ELEŞTİREL BAKIŞ
HAYATİ ASILYAZICI
hayatiasilyazici@aydinlikgazete.com
Maksim Gorki-Bertholt Brecht ve Ana
Bilindiği gibi “Ana” romanı, toplumcu gerçekçiliğin kurucusu olarak kabul edilen Maksim Gorki’nin büyük yapıtlarından biridir. 1907’de yazılmış roman, başarılamayıp kanlı biten 1905, ilk devrim denemesinden sonra bu devrimin insanlarını, birikimini, olgularını ve derinliklerini işleyen önemli bir yapıttır. Bu arada Gorki'nin en önemli yapıtlarını da belirtmeliyim: “Foma”, “Klim Samgin'in Hayatı”, “Artamanovlar”, “Benim Üniversitelerim” ve anılması gereken iki oyun: “Küçük Burjuvalar”, “Ayaktakımı Arasında”. 1917 Devrimi’nden sonra Sovyetler Birliği’nde sosyalist gerçekçiliğinin en önemli yazarı olarak ilk sırada yer alıyordu. Nijni Novgorot'da doğan Gorki’nin adı devrimden sonra bu şehre verilmiş, Gorki yapılmıştı. Ne yazık ki 1992’de Sovyetler Birliği dağılınca Yeltsin kentin adını değiştirerek Nijni Novgorot yaptı. Leningrad adı da değiştirilerek St. Petersburg'a dönüştürülmüştü. Konumuza dönersek, Gorki'nin ünlü romanı Ana'yı, Bertolt Brecth tiyatroya büyük bir başarıyla uyarlamış ve epik tiyatro yöntemleri uygulayarak sahneye koymuştur. Brecht, Erwin Piscator'un yarattığı epik tiyatro kuramını uluslararası bir düzeye taşımıştır. Brecht’in diğer başlıca uyarlamaları Sophokles-Antigone, W. Shakespeare-Coriolanus, Carlo Gozzi-Turandot veya Aklayıcılar Kongresi, Şvayk İkinci Dünya Savaşında, Molliere-Don Juan ve epik operaları Üç Kuruşluk Opera, Mahagonny Şehrinin Yükselişi ve Çöküşü. Ünlü oyunlarından birkaçı: Mezbahaların Kutsal Johannası, III. Reich'in Korku ve Sefaleti, Galilei'nin Yaşamı, Cesaret Ana ve Çocukları, Puntila Ağa ve Uşağı Matti.

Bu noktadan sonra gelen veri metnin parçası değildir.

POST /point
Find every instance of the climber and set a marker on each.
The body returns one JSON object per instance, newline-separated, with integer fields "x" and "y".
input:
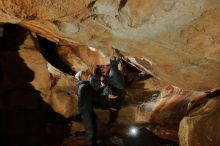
{"x": 86, "y": 95}
{"x": 111, "y": 93}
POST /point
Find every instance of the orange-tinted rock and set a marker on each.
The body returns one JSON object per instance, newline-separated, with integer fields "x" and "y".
{"x": 201, "y": 125}
{"x": 179, "y": 38}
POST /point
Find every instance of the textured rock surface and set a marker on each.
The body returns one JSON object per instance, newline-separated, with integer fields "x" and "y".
{"x": 201, "y": 126}
{"x": 178, "y": 40}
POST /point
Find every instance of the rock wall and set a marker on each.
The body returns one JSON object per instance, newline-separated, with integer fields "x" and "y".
{"x": 180, "y": 39}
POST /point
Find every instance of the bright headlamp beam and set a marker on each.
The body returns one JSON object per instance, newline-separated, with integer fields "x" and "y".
{"x": 133, "y": 131}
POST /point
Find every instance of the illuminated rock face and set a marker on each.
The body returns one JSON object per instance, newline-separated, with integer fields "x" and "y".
{"x": 179, "y": 40}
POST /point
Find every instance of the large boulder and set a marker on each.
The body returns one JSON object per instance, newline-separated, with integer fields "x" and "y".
{"x": 177, "y": 41}
{"x": 201, "y": 126}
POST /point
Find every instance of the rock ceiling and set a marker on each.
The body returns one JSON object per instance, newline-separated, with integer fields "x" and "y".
{"x": 177, "y": 41}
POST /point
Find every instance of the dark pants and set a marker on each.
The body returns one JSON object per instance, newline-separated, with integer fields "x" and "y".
{"x": 92, "y": 126}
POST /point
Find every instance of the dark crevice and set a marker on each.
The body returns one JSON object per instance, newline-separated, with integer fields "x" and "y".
{"x": 49, "y": 50}
{"x": 25, "y": 119}
{"x": 122, "y": 4}
{"x": 91, "y": 4}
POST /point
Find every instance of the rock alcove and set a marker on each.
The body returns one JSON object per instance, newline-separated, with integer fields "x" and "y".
{"x": 174, "y": 41}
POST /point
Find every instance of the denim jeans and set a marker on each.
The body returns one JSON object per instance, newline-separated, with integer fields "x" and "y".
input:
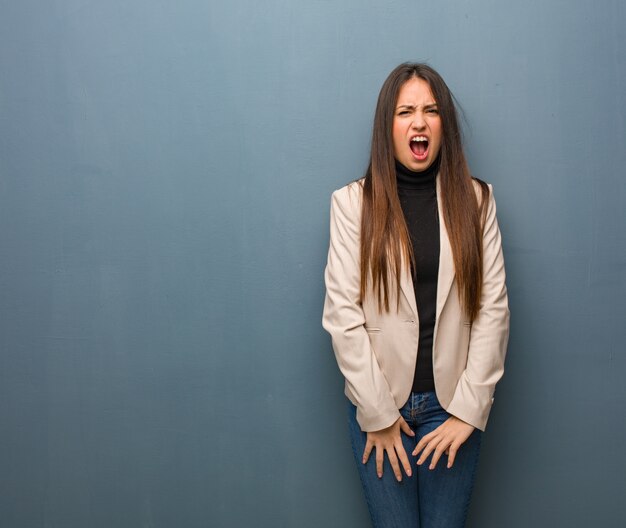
{"x": 428, "y": 499}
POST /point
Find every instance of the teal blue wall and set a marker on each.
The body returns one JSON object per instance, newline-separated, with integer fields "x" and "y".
{"x": 165, "y": 174}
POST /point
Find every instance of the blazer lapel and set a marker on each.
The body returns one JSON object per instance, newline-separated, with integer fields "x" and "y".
{"x": 406, "y": 285}
{"x": 446, "y": 264}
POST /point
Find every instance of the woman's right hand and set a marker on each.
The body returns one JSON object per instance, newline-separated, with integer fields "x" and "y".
{"x": 389, "y": 440}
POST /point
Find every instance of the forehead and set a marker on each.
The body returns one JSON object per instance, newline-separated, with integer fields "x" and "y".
{"x": 415, "y": 91}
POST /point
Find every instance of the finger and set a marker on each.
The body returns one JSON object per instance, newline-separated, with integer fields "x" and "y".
{"x": 404, "y": 460}
{"x": 421, "y": 444}
{"x": 393, "y": 460}
{"x": 428, "y": 449}
{"x": 452, "y": 455}
{"x": 405, "y": 428}
{"x": 379, "y": 462}
{"x": 367, "y": 451}
{"x": 436, "y": 456}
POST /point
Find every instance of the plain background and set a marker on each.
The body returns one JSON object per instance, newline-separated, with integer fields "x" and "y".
{"x": 165, "y": 174}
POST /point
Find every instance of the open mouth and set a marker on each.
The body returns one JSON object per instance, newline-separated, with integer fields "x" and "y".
{"x": 419, "y": 147}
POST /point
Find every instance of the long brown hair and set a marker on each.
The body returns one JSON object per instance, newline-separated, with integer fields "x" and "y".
{"x": 385, "y": 241}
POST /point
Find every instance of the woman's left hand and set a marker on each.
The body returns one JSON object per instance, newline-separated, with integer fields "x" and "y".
{"x": 447, "y": 438}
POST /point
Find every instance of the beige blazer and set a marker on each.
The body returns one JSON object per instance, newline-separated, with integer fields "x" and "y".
{"x": 376, "y": 352}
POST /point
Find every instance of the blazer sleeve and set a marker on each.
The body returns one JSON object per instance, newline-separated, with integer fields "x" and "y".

Ana oyunu ilk kez 1974'te Ankara Sanat Tiyatrosu (AST) tarafından sahneye kondu ve büyük ilgi gördü. Bu oyunla AST'ın yükselişi sürüyordu. Ana oyunu ilgi çekici bir şekilde işlenmişti. Doğal olarak Brecht'in konuya el atması oyunu daha da ilgi çekici kılıyordu. Üstelik müziği Sarper Özsan'a teklif edilmişti. Sarper Özsan bu sahne için bir marş yazıp besteleme gereksinimi duydu ve '1 Mayıs Marşı' ortaya çıktı. Birkaç yıl içinde tüm devrimcilerce sevilip benimsenen marş 76'dan sonra meydanlarda büyük yaygınlık kazandı.